Trump’s remarks come as US immigration officials have been accused of “torturing” migrants at sea and sending them back to their home countries.
The administration’s top immigration official said the US faces a massive migrant flow in coming decades, citing South Asia as one of the countries it is “deeply concerned” about.
“The vast majority of our country’s border crossings are with South Asia, and we are deeply concerned that this is the case,” Acting USCIS Director Sarah Nance told a Senate committee.
“Our country’s porous borders have been a significant factor in allowing thousands of migrants from India, Pakistan, Afghanistan, and other regions of the world to enter our country without authorization, and that is something we cannot afford to let happen.”
Trump has been repeatedly critical of the migrant influx, saying it’s a “crisis” and “a disaster” and that it’s “the biggest crime wave in American history”.
He has also vowed to deport all of those living in the US illegally.

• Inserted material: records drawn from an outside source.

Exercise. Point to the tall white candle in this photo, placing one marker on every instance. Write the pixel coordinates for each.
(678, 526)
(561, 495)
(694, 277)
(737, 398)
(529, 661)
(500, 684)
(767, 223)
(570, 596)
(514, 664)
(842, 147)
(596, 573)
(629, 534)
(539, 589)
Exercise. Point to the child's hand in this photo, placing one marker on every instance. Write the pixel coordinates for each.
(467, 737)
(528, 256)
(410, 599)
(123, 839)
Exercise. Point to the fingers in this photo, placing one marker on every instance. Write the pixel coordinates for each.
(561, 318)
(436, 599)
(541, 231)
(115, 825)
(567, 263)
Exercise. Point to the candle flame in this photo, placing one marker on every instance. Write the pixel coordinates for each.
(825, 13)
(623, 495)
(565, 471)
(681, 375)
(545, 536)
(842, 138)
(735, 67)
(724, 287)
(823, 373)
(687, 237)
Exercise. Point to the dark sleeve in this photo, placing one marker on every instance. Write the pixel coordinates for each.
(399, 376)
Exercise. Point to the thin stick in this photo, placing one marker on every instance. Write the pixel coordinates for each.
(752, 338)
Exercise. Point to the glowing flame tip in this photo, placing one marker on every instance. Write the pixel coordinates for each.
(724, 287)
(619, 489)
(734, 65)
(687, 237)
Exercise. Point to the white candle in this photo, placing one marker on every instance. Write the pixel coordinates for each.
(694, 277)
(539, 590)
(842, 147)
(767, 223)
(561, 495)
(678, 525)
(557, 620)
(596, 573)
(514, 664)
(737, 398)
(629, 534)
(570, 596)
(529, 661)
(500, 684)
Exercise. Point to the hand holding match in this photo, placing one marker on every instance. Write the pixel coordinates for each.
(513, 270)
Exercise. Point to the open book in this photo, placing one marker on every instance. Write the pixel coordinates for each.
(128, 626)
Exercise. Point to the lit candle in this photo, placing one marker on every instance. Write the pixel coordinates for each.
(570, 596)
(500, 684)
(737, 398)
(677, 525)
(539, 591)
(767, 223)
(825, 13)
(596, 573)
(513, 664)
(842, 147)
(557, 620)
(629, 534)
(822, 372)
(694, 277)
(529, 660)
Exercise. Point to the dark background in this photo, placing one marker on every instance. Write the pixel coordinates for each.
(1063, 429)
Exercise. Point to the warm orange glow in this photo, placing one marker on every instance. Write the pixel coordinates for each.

The Senate Judiciary Committee hearing was told that Trump’s administration had warned that many of the migrants are coming to the United States “with criminal convictions or otherwise serious criminal records”.
“We are concerned that these people are coming with criminal convictions, with drug convictions, that they’re coming with serious mental health problems, that some of these people may be dangerous and violent,” Nance said.
“And we’re going to have to take them into custody.”
Trump’s comments come as his administration has been accused by US lawmakers of violating the rights of thousands of people seeking asylum by detaining them for weeks and sending thousands back to countries where they face persecution.
At least 10 people have died at sea since Trump’s inauguration, and at least 3,600 are stranded at sea in countries such as Cambodia, the Philippines, Vietnam and China, according to the International Organization for Migration.US Immigration and Customs Enforcement (ICE) has been under intense scrutiny for its use of mass detentions at the border with Mexico and in border areas, including in Central America, and for its treatment of refugees and asylum seekers.
Trump has repeatedly vowed to build a wall along the southern border, and has promised to deport more migrants than any president in US history.
But ICE officials said that they have stopped the deportation of tens of thousands, including many migrants, who had entered the country without a visa or other documentation.